Topics Justice

Question Suppose I take a taxi with a friend. She gets out when the fare is $3 and I get out when the fare is at $6. How should we distribute the total cost fairly? One idea is that I should pay double what my friend pays. $6 = X + 2X where X is the amount paid by my friend. So I would pay $4. But another idea is that we should share the fare up to her exit, then I should pay alone after. So X = $3/2 where X is the amount paid by my friend.

Accepted:
April 17, 2009

Comments

Here's another idea. Figure out how much would it have cost each of you to take the taxi separately. Let's say it's $3 for her (it went straight to her place), and $5 for you (the taxi had to go a bit out of its way, from your point of view). Then each of you should pay the appropriate proportion of what you would have paid, had you taken separate taxis.

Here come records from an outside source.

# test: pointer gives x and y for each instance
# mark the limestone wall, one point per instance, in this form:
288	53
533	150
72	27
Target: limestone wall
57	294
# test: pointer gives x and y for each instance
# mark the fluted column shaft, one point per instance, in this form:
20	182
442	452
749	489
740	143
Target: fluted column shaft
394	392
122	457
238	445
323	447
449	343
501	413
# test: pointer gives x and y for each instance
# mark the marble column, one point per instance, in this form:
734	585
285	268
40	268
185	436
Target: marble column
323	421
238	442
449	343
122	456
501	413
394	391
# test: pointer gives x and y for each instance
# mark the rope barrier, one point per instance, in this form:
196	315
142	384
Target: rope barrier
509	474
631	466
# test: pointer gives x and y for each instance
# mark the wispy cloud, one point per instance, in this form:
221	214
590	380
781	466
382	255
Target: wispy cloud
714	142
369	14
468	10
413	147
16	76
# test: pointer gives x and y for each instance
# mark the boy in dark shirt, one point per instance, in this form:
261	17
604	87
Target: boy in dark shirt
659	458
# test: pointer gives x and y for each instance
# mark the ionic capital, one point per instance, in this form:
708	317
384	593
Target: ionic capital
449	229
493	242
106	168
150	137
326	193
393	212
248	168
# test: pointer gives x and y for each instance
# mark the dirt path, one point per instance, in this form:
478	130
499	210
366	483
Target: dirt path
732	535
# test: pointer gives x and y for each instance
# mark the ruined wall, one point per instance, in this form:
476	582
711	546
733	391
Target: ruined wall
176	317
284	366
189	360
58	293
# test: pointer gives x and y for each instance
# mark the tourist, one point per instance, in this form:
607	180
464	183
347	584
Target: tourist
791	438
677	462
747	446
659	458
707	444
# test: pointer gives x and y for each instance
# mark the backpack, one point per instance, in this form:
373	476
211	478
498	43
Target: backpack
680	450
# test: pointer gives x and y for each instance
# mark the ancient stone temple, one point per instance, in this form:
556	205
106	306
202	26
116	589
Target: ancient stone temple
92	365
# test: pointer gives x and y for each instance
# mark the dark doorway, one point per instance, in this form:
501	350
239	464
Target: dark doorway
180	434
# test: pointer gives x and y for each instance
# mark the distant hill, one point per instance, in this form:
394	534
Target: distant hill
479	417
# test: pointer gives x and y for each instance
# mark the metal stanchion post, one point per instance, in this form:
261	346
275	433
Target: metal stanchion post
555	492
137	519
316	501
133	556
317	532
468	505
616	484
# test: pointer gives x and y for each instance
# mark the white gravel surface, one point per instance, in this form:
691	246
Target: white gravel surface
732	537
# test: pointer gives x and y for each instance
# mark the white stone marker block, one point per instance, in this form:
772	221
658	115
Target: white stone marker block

Let her be A, and let you be C. Let AJ be her fare for your joint ride. Let AS be her fare had you ridden separately; in practice, AJ=AS, since the fact that you are in the cab won't change the route (unless you ask the driver to take the scenic route, for reasons we will not discuss). Let CJ and CS be yours jointly and separately, too. Normally, CJ >= CS (going together didn't make the fare to your place less than it would have been), though we don't have to assume that, either.

Anyway, consider now the ratio CJ/(AS+CS). This is the proportion of the actual cost to what it would have cost to get you home separately. My proposal is that she should pay AS*CJ/(AS+CS) and that you should pay CS*CJ/(AC+CS). Note that if we add these, we get (AS+CS)*CJ/(AS+CS) = CJ, which means we have the right amount of money in the end.

This will save you both money, obviously, so long as CJ/(AS+CS) < 1, that is, so long as the total fare for the joint trip is less than it would have cost to get you home separately. (I.e., you don't live in completely opposite directions.) If it would have cost more, then it would not have made financial sense anyway for you to share a cab, though you might have had other reasons, even good ones, to do so. (These probably had to do with taking the scenic route.) In that case, however, it does seem as if you ought to share the additional cost, which this formula delivers.

Either way, you each save (or spend) the same proportion of what you would have spent, so this seems fair.

This cleanly extends to the case of more than two people. It also applies to any circumstance in which people share an expense and thereby reduce (in the normal case) their joint expense. This makes me suspect that this idea of proportionality is well-known and may even have a name. Perhaps something involving "proportionality".

In the taxi case, it may be hard to calculate everything in practice, of course. So now we need to consider how to get a decent approximation to the formula we had, and to do that we'll have to make an idealizing assumption. Let's suppose that your friend's place is on the way to yours, so that dropping her off makes no difference to your fare. That is, CJ=CS and AJ=AS, since we'll also and that no one is taking the scenic route. Then we can calculate your cost and hers knowing only the actual fares. In practice, you end up paying a bit more than if CS<CJ, but, so long as her place isn't too far out of the way, the discrepancy will not be large. And you'll pay less than you would have paid on your own, anyway.

So, in your example, we'd get that you pay 6*6/6+3 = $4 and she pay 3*6/6+3 = $2, which was your first proposal. So, there you go.